Light From the Middle East

Of all the London Things that excite me, the museums and galleries are up there with at the top (with the food.) Life has somewhat got in the way of doing many London Things since we got here but last weekend my sister-not-in-law, her sister (in blood) and I went to the V&A for an afternoon of culture (and food. And if I'm honest, the shop was a pretty big draw too.) But the culture: we went to see Light From the Middle East, a collection of contemporary work by artists from across the Middle East (both resident and diaspora). I don't normally love what I know of contemporary photography, art school pretty much killed my patience for large format prints of well lit shopping trolleys representing the loneliness of the human condition. But when the photography is dealing with politics as opposed to the angst of the wealthy white art student, my patience lasts a little longer.

I particularly loved the work of Atiq Rahimi, an Afghani photographer and film maker living in Paris who returned to Kabul in 2002 after 18 years of exile. He wanted to photograph the city and its changes but he felt that the photos that he took with his digital camera couldn't convey the emotion that  he felt on returning to his home, seeing it so changed since he had last stepped foot there. And so he started experimenting with pinhole cameras, and the pictures that he made went much further than crisp mega pixels ever could in capturing the muddled, dreamlike feeling of returning home after exile.

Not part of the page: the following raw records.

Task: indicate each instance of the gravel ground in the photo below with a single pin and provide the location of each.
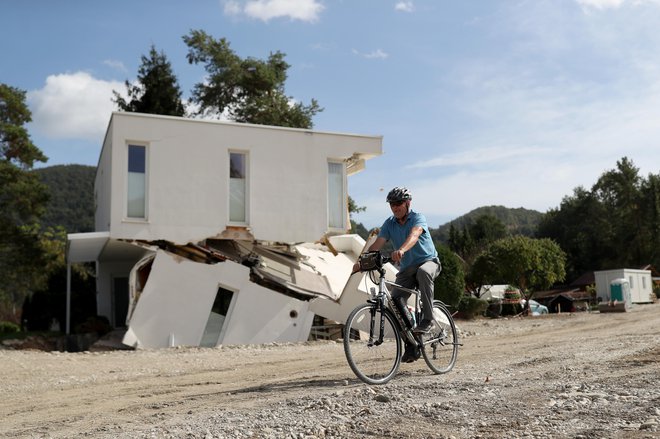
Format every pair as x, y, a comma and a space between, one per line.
570, 375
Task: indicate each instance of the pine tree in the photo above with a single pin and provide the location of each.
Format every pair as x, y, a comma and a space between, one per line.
157, 90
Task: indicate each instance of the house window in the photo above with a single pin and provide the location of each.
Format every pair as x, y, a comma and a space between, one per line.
336, 197
137, 182
238, 187
216, 318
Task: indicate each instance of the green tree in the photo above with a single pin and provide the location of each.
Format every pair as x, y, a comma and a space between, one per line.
157, 90
613, 225
245, 90
527, 263
22, 201
476, 235
450, 284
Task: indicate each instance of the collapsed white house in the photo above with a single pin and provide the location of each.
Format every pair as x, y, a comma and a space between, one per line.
214, 232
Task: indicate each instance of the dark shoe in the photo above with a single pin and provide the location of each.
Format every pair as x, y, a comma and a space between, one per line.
423, 327
411, 354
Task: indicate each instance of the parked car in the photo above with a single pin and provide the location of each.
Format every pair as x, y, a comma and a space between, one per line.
536, 308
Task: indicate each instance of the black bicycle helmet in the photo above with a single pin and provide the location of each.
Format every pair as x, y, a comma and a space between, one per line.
398, 194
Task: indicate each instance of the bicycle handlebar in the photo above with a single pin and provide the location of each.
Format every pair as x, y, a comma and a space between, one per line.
373, 261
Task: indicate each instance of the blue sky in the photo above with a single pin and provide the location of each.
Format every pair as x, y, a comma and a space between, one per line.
480, 102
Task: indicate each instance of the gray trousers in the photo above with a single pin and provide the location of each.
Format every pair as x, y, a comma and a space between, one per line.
422, 277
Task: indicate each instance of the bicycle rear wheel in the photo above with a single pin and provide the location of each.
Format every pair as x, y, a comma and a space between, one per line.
441, 343
372, 359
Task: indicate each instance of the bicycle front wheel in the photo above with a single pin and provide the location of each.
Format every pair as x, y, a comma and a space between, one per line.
441, 343
375, 359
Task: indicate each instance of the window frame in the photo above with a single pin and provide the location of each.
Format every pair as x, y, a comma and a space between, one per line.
127, 216
246, 199
343, 207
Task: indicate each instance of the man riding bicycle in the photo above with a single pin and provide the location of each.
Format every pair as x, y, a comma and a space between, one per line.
416, 256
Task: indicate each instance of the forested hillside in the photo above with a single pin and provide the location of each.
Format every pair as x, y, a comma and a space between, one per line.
71, 189
517, 221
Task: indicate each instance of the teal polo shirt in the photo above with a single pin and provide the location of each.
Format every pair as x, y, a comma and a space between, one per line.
421, 252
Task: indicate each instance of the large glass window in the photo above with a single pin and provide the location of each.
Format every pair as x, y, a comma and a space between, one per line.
336, 204
137, 182
238, 187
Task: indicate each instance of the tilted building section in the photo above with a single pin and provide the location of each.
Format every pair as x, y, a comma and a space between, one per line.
214, 233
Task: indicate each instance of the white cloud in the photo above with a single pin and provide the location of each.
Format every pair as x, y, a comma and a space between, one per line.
266, 10
374, 54
73, 106
600, 4
117, 65
406, 6
611, 4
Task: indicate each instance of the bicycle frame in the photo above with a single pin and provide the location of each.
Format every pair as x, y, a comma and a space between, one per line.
384, 299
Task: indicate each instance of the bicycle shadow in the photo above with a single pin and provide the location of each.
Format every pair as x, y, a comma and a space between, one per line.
289, 385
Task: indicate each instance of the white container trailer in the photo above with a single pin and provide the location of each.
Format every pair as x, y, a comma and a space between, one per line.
641, 284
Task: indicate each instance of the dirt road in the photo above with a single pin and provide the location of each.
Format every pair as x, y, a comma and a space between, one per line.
569, 375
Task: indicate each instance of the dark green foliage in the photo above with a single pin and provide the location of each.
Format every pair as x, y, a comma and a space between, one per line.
22, 202
9, 328
518, 260
615, 224
71, 203
47, 305
516, 221
476, 235
157, 90
471, 307
246, 90
450, 284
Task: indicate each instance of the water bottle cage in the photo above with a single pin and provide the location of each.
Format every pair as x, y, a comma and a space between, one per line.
370, 261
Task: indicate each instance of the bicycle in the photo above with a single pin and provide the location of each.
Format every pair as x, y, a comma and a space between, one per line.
375, 330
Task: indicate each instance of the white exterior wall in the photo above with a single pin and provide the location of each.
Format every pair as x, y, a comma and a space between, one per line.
641, 283
103, 186
188, 177
175, 304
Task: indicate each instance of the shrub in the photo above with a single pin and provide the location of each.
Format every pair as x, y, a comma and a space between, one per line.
470, 306
9, 328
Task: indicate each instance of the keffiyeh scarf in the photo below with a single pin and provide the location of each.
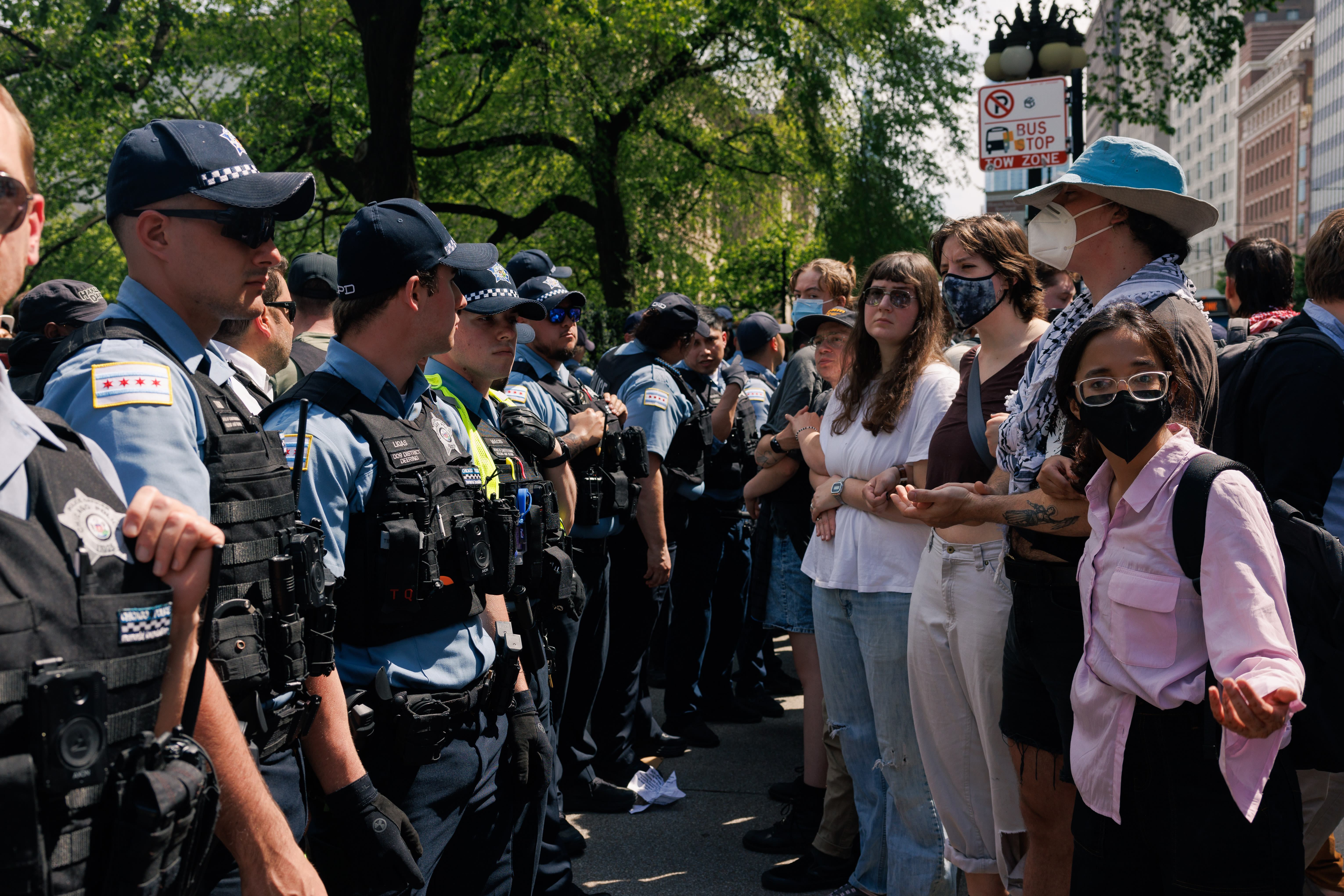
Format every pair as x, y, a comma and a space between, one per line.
1025, 438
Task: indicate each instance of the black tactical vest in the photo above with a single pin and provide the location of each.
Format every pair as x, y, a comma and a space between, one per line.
257, 656
420, 551
694, 438
65, 593
605, 472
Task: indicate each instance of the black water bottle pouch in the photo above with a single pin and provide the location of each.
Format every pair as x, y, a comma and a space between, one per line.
23, 856
400, 547
502, 528
636, 453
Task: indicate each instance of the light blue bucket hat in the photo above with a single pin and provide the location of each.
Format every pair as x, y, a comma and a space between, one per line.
1136, 175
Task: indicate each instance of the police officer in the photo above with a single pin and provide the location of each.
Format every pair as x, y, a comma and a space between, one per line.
425, 652
584, 421
761, 342
679, 435
195, 221
511, 441
712, 567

 Photographs by Atiq Rahimii © Victoria and Albert Museum, London

Pinhole cameras are true magic; a box with a hole punched in it, some photographic paper taped inside, a guessed exposure time, and hope. The results are unpredictable, you might get an image or you might (as I always have) get a piece of over-exposed white paper.

These photos are tiny, maybe 5x8cm. To see them you have to get up close, hold your face mere inches from the frame. You feel like you are peering through a crack in a wall, a door left ajar, and catching a glimpse of someone else's memories. These tiny photos are so much that I love about photography.


  1. Reminds me of Francis Frith, when photography first explored.

  2. I know shitall about photography, but you made me want to go and see this now.

    Have you seen the Jonas Mekas exhibition at the serpentine?

    I'm all for hearing your London exhibition recommendations please thank you (impending unemployment means more time for museums:)

  3. These are beautiful and this is the exact reason I would want to live in London

  4. Last SUnday we went to the V&A as we'll. I really wanted to see this exposition. My father is a photojournalist and he has always been interested in the Middle East (my second name is Leila for that reason).My favorite photographer was Issa Touma who did the series on the Sufi festival: the day of Al-ziyara. But the series you showed Atiq Rahimi was also one of the ones I liked the most. I love London so much.